Member of Maharashtra Legislative Assembly
- In office 1978–1980

Education Minister of Maharashtra
- In office 18 July 1978 – 18 February 1980

Minister of State Excise and Forest Ministry
- In office 18 July 1978 – 18 February 1980

Personal details
- Born: 6 November 1925 Maharashtra
- Died: 29 January 2007 (aged 81) Bandra, Mumbai, Maharashtra
- Party: Janata Party Samajwadi Party
- Spouse: Sudha Varde
- Children: Abhijit (son), Jhelum Paranjape (daughter)
- Occupation: Professor, Politician

= Sadanand Varde =

Indian politician

Sadanand Varde (6 November 1925 – 29 January 2007) was an Indian socialist leader, politician, and freedom fighter from Maharashtra. He served as the Education Minister of Maharashtra State in the government led by Sharad Pawar's Progressive Democratic Front in 1978. Varde was elected as a Member of the Legislative Assembly (MLA) from the Bandra constituency as a member of the Samajwadi Party during the same year.

== Career ==
Varde started his career as a professor of economics at R. D. National College in Bandra. Actively involved in the Quit India movement as a college student, he faced imprisonment for 18 months during the 1942 Quit India movement. He spent 18 months in jail during the Emergency, imposed by Indira Gandhi.

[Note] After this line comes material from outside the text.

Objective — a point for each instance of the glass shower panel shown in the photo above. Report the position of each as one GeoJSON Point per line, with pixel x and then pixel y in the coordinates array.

Sadanand Varde served as a corporator in the Brihanmumbai Municipal Corporation (BMC) for over a decade. In 1978, he was elected as the MLA from the Bandra assembly constituency representing the Samajwadi Party. Varde assumed the role of the Education Minister of Maharashtra in the Sharad Pawar-led Progressive Democratic Front government in 1978. He was also given the portfolio of the State Excise and Forest Ministry. He served as the Member of the Maharashtra Legislative Council.

He was associated with the Sadhana weekly, a Socialist Marathi publication and established the 'Apna Ghar (Aple Ghar)' housing complex for survivors and orphans of the 1993 Latur earthquake in Marathwada region. Later, Varde dedicated himself as a full-time volunteer for the Rashtra Seva Dal.

== Personal life ==
Sadanand Varde was married to Sudha Varde. The couple had a son named Abhijit and a daughter, Jhelum Paranjape, an Odissi dance exponent. He died on 29 January 2007, at his home in Bandra, Mumbai, after a prolonged illness.